When I was a physician starting out, the insurance companies would pay for pretty much any drug I prescribed. At that time there were very expensive branded anti-inflamatory drugs that were aggressively pushed by the drug companies. When the first drug formulary came around, the first thing that happened was that they forced me to use generic drugs of this type. Before, there was no reason not to prescribe a brand, I had samples, and they were a tiny bit more convenient. But when I changed there was really no negative effect on my patients.

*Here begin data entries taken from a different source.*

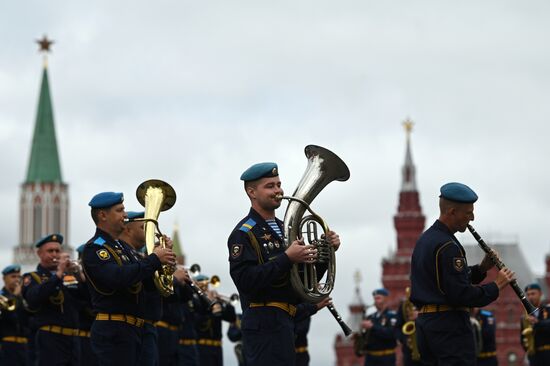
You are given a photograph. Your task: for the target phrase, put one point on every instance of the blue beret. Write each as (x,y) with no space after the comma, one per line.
(458,192)
(260,170)
(201,277)
(106,200)
(532,286)
(56,238)
(80,249)
(135,215)
(11,269)
(380,291)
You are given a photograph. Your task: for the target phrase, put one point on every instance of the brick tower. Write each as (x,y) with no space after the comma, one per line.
(409,224)
(44,200)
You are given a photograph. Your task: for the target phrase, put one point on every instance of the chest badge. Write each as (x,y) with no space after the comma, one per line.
(459,264)
(236,250)
(103,254)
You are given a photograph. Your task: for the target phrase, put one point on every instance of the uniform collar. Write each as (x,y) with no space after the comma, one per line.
(254,215)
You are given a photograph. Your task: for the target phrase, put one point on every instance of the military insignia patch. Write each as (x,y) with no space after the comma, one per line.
(236,250)
(458,263)
(103,254)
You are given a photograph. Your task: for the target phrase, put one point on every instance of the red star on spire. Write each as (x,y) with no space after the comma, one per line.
(44,44)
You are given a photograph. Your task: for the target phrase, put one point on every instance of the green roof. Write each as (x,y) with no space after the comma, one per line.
(44,163)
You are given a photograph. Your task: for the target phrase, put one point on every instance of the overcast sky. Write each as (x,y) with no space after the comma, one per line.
(194,92)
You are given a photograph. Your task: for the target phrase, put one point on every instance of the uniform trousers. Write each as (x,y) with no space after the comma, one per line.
(87,356)
(116,343)
(56,349)
(16,354)
(302,358)
(168,346)
(387,360)
(149,346)
(489,361)
(446,339)
(268,337)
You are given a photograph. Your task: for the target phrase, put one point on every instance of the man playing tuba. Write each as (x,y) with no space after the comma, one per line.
(260,265)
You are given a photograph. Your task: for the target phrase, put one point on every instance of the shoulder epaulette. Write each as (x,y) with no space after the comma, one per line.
(249,224)
(99,241)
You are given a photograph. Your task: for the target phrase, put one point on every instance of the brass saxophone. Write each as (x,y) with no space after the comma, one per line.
(409,328)
(527,335)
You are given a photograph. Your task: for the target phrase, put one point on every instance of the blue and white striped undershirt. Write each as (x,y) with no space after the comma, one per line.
(273,224)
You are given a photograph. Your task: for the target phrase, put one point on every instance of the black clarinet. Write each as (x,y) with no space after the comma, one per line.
(531,310)
(338,317)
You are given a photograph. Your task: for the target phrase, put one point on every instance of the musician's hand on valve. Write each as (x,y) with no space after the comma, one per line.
(504,277)
(325,302)
(487,263)
(297,252)
(532,319)
(181,275)
(165,255)
(333,239)
(62,264)
(366,324)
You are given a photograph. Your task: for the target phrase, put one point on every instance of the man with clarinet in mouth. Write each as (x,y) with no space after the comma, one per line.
(444,287)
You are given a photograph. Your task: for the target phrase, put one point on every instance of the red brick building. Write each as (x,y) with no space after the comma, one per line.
(409,223)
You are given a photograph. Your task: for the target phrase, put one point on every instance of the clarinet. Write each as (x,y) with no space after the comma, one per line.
(531,310)
(338,317)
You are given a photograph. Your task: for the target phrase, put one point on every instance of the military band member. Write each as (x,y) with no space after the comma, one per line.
(86,317)
(487,355)
(115,275)
(260,265)
(535,328)
(188,353)
(443,287)
(134,235)
(52,293)
(236,336)
(14,327)
(379,329)
(208,325)
(172,317)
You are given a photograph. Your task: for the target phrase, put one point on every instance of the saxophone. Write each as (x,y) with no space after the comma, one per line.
(409,328)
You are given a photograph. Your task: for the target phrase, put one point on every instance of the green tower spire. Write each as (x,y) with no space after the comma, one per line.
(44,163)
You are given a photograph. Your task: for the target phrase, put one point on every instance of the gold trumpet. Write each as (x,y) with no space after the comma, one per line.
(6,304)
(156,196)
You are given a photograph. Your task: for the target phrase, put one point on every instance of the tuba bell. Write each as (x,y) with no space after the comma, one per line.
(156,196)
(323,167)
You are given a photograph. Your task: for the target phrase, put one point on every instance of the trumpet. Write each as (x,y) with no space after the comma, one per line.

One of our local hospitals just built a huge new cardiac center. Statistically, our area is a very high-consumer of coronary artery stents compared to the national average. Yet there are many cases in which an asymptomatic person will get a stent placed simply because they have abnormalities on their cardiac catheterization. Logically this may make sense, but the data do not suggest that these people are helped at all. Do you think that the hospital wants these procedures halted? Do you think the cardiologists do? Yet if they are truly unnecessary, shouldn’t they be stopped? Couldn’t the $200 million they spent on their state-of-the-art facility be used in better ways? Someone has to be looking at this and making sure the money spent is not wasted.
Without cost control a business will fail, and the same goes for our system. Yet any suggestion at the elimination of clinically questionable procedures is met with cries of rationing. Right now we are not at the point of rationing, and the act of trying to control cost by eliminating unnecessary procedures does not necessarily imply that the end goal is rationing. The end goal is to spend money on necessary procedures instead of waste. I sincerely doubt there is a left-wing conspiracy to push us to deny care where it is needed. I doubt that the American Cancer Society is in favor of rationing.
Let’s just spend our money wisely. It’s just common sense; not an evil plot.